Beyond that, the lack of deftness I mentioned at the top shows most glaringly in these hospital scenes where the clunky discussions of death and an afterlife held none of the beauty I'd found in King's prior writing on the topic. Instead, these were open platitudes that did nothing but stoke my death anxiety. I cried at one point reading the ending, not because I was moved but just because it played exactly the right notes on my death vertigo keyboard.
I've written this review a few times now, read enough of them to know there's a contingent of people who feel the way I do behind the people who found a deep, lovely connection with the novel that I don't begrudge in the slightest. I've grappled with how to talk about the book, the best ways to express my particular quibbles. Cause it does have things going for it. Even though I didn't enjoy the novel much, when I was actively reading it, I wanted to keep pushing on to the end. I wasn't ever drawn to it after setting it aside, but in the moment, I was fairly captivated. It's a fast read, which always has its appeal. There's something a bit propulsive there.
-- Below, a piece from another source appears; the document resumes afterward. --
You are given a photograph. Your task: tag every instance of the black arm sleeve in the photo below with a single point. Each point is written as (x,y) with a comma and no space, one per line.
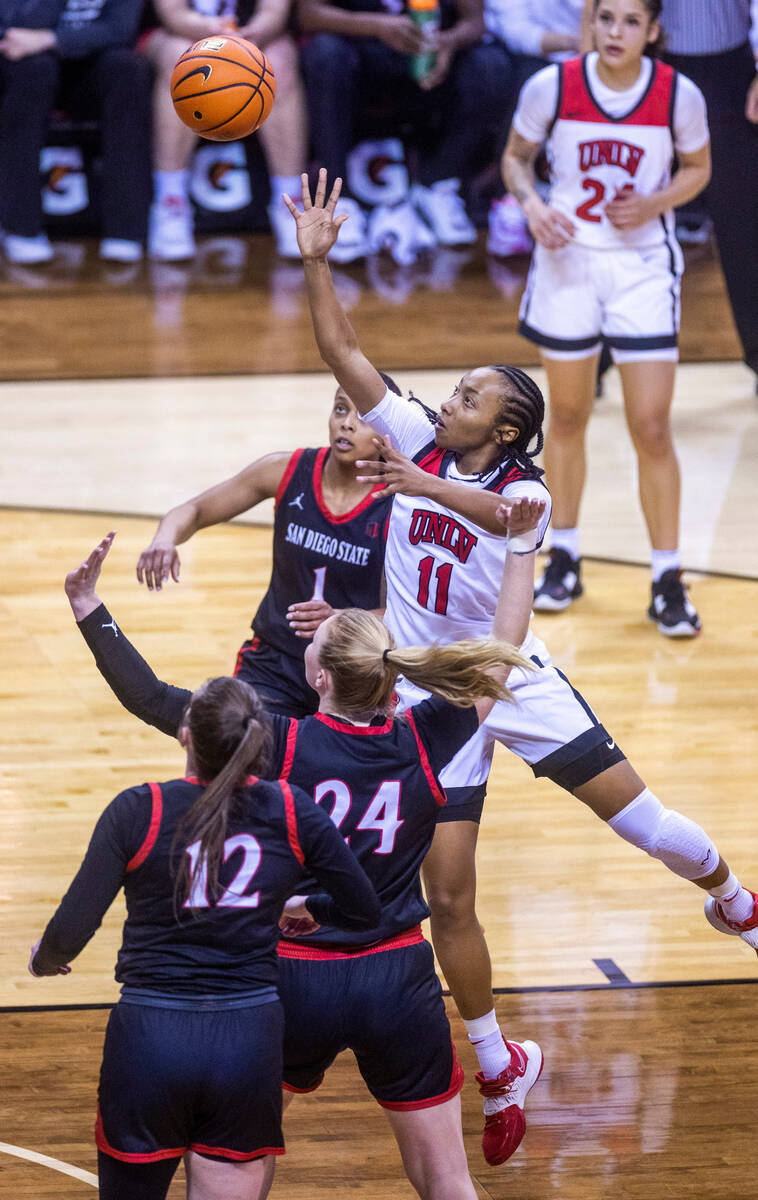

But what I keep coming back to in my reflections is how deeply hollow the novel feels in my memory. This isn't delicately beautiful blown glass like the book whose central character this novel cannibalized. I think there's something to not returning to the same creative well. Letting things be. Because Casey's story was told perfectly the first time, the exact right portion of her life chosen. Rarely does one person or character have a novel-worthy life in its entirety. The novel is about the moment in that character's life that changed everything. Heart the Lover, while charming in moments, seems to be all the leftover bits.
"I've noticed that about people who had stable childhoods. They like to create their own problems."
"What the fuck, Sam. That's Hamlet, not the Bible."